Sì, ma non è stato facile: mentre ero alla caserma dei carabinieri per formalizzare la denuncia piangevo, perché mi sentivo in colpa. Per me la violenza fisica è gravissima, però, rispetto alla mia esperienza, quella psicologica è stata ancora più devastante, lasciandomi traumi che mi sono portata dietro per molto tempo. E, nonostante tutto, il mio ex compagno è stata una persona che ho amato tantissimo, per questo mi rattrista veramente tanto la situazione che si è venuta a creare, ora non provo nemmeno più rabbia, solo tanta tristezza.
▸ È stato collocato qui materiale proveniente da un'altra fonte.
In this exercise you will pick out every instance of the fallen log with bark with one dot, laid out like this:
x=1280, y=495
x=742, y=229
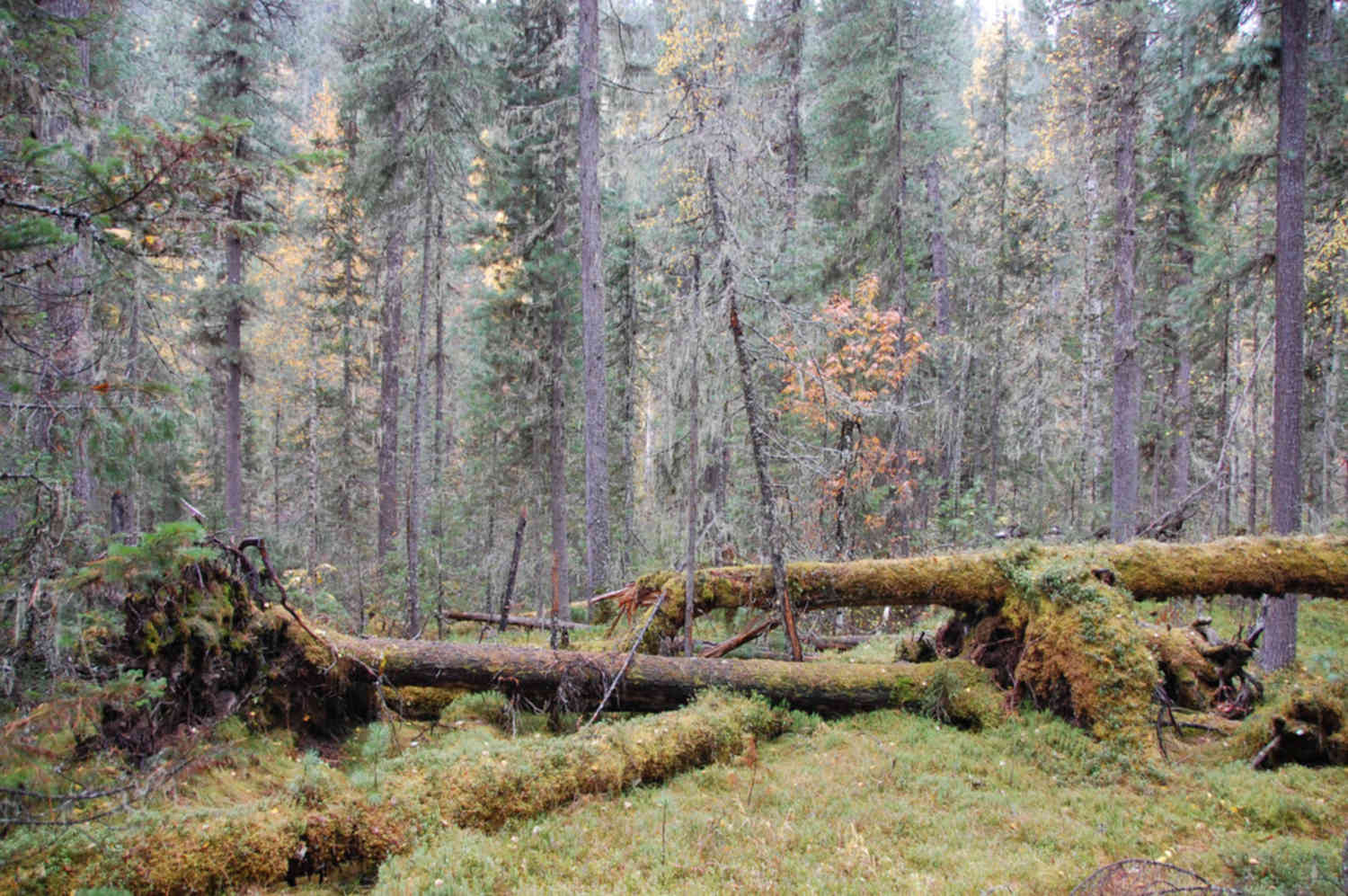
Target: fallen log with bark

Sono stati presi provvedimenti nei suoi confronti?
Dopo la mia denuncia c'è stata una condanna penale a un anno di reclusione per minacce e stalking. La violenza domestica, sebbene comprovata, non è potuta rientrare fra i capi d'accusa, non avendo fatto io ai tempi accessi al pronto soccorso e non vivendo più sotto lo stesso tetto. Lui poi, non avendo precedenti penali ed essendo la condanna comminata dal Tribunale di Busto Arsizio inferiore ai quattro anni, ha avuto la sospensione condizionale della pena.

Nel frattempo sei riuscita a risollevarti?
Per fortuna sì, mi sono rivolta a un centro antiviolenza, grazie al quale, oltre al supporto psicologico e legale, ho potuto accedere al Progetto Donna per l'inserimento lavorativo delle vittime di violenza. Lavoravo già, ma è stata l'opportunità per entrare in un campo professionale che mi aveva sempre affascinata, quello della moda e della sartoria. Già ai tempi stavo frequentando una scuola nella periferia di Milano, grazie all'aiuto del centro antiviolenza ho iniziato a lavorare in uno show-room, dove sono tutt'ora impiegata. Attraverso la scuola ho potuto portare un mio abito al Festival del cinema di Venezia: per me è stato fondamentale, non per il festival o l'abito in sé, ma perché mi ha ispirato un messaggio molto chiaro: nonostante il percorso sia così ruvido, così duro, si può arrivare comunque da qualche parte.

Questo messaggio adesso lo vuoi trasmettere ad altre donne che stanno vivendo quello che hai passato tu.
Proprio così: ci sono stati momenti in cui mi sono abbattuta, in cui piangevo, ma non ho mollato, sono andata avanti. E la perseveranza è anche quello che sto insegnando a mia figlia e che cerco di trasmettere ad altre donne in situazioni simili a quella che avevo io.

E oggi è proprio queste donne che vuoi aiutare.

Sì, sto mettendo in piedi un progetto per creare una piccola sartoria dove le donne che stanno vivendo un momento così tragico possano lavorare tranquille e conciliare tutti gli impegni personali e familiari, che, in situazioni come quelle delle vittime di violenza di genere, diventano spesso un ostacolo alla realizzazione lavorativa e quindi all'indipendenza economica. Nel mio piccolo, spero di riuscire presto a restituire quanto gli altri hanno dato a me.

Oggi hai scelto anche, in ambito professionale ma non solo, di farti chiamare con un nuovo nome.
Sì, tutti ormai mi chiamano Eleonoire Brunos, che è un misto tra francese e spagnolo e richiama per questo le mie origini: sono nata in Francia da madre peruviana e padre italiano. Lo considero un po' il simbolo della nuova me, rinata dopo tanto dolore.